In selecting a solution, serious consideration should be given to how quickly, easily, and seamlessly integration with other applications can be achieved. Some CRM systems provide an easy means of integrating third-party back-office applications through an integration module. By using the module, integration time can be reduced by as much as 80 percent.
A module also allows system administrators to not only view information from third-party or custom applications, but also to create and modify records from these databases directly into the CRM system. A few simple steps are required – links are created by logging on to a database, choosing the unique fields (such as account numbers) that will be the same in both systems, and selecting the fields that users will see in custom folder tabs. Data can then be viewed and manipulated in real time, avoiding the need for cumbersome import and export routines or other costly and time consuming custom solutions.
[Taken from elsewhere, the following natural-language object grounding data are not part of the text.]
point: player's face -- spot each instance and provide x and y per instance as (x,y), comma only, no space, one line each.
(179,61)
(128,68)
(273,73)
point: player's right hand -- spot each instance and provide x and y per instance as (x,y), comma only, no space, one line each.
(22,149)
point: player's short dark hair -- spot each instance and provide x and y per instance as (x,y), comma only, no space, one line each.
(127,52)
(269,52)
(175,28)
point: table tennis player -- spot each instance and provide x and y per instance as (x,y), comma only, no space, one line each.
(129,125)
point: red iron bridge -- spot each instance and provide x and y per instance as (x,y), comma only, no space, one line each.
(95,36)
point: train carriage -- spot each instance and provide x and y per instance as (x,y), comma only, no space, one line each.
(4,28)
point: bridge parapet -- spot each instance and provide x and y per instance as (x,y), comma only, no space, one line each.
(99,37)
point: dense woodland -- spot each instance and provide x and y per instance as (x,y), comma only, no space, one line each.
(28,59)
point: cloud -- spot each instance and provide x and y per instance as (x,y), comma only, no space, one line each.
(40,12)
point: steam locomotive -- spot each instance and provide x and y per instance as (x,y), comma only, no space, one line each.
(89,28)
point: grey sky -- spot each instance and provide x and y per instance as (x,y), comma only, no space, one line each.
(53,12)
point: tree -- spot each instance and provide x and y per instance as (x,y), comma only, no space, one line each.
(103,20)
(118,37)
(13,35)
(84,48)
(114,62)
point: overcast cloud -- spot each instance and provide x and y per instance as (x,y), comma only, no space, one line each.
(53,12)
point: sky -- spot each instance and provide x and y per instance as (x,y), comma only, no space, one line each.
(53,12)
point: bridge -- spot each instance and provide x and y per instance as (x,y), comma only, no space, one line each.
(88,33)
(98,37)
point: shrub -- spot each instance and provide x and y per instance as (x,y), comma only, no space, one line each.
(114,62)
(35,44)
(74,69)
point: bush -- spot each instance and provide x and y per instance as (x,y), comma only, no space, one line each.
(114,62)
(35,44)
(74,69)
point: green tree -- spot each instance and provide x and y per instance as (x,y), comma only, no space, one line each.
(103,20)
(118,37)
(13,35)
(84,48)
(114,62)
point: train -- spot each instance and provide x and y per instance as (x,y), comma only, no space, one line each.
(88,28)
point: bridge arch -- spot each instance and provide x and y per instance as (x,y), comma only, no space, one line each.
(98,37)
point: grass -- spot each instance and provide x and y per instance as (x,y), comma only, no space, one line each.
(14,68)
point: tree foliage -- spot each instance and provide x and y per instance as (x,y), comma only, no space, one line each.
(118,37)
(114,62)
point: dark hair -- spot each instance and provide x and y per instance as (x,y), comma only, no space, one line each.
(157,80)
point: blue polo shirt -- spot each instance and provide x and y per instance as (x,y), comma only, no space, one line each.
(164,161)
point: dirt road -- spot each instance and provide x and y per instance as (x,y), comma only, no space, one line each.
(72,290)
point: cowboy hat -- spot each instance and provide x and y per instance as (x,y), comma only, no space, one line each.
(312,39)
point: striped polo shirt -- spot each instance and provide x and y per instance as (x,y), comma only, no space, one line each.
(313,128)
By enabling the seamless linkage between applications and the CRM system, employees can click a folder tab to access information from integrated back-office applications such as order management, enterprise resource planning, supply chain management, financials, logistics, or other verticals. In addition, automated data set updates to back-office applications greatly reduce unnecessary duplicate data entry and facilitate data consistency with disparate applications throughout the enterprise.
The tight integration and real-time access to information has many benefits, from reducing data redundancy, user account management, and end-user training on multiple applications to increasing data integrity and improving efficiency, including decreased usage licensing costs for integrated applications.
Whether your customer service and support representatives are courteous, responsive, and accurate will influence not only your customers’ decision of whether to buy from you in the future but also the feedback and recommendations they provide to their friends and business associates. Every customer interaction is important and impacts customer attitudes toward your company and resulting buying decisions, so it is important to enable your employees to be knowledge-workers, providing the best customer service possible.
In order to be embraced by employees, the CRM system must make operational sense, fitting in with sales and customer care staff tasks and processes rather than requiring meaningless external predetermined business processes. However, CRM initiatives provide an excellent opportunity to step back and evaluate business goals, objectives, and the business processes that support them and to implement important changes to better meet your company’s changing needs.
Selecting a CRM vendor requires a clear vision and key metrics of what needs to be accomplished through a CRM initiative. Although not the only approach, an integrated CRM suite provided by one vendor will definitely help reduce the chaos of implementing multiple vendors with disparate solutions. Regardless of which approach is taken, an implementation comprised of well-integrated CRM components will best achieve the promises of a customer relationship management initiative.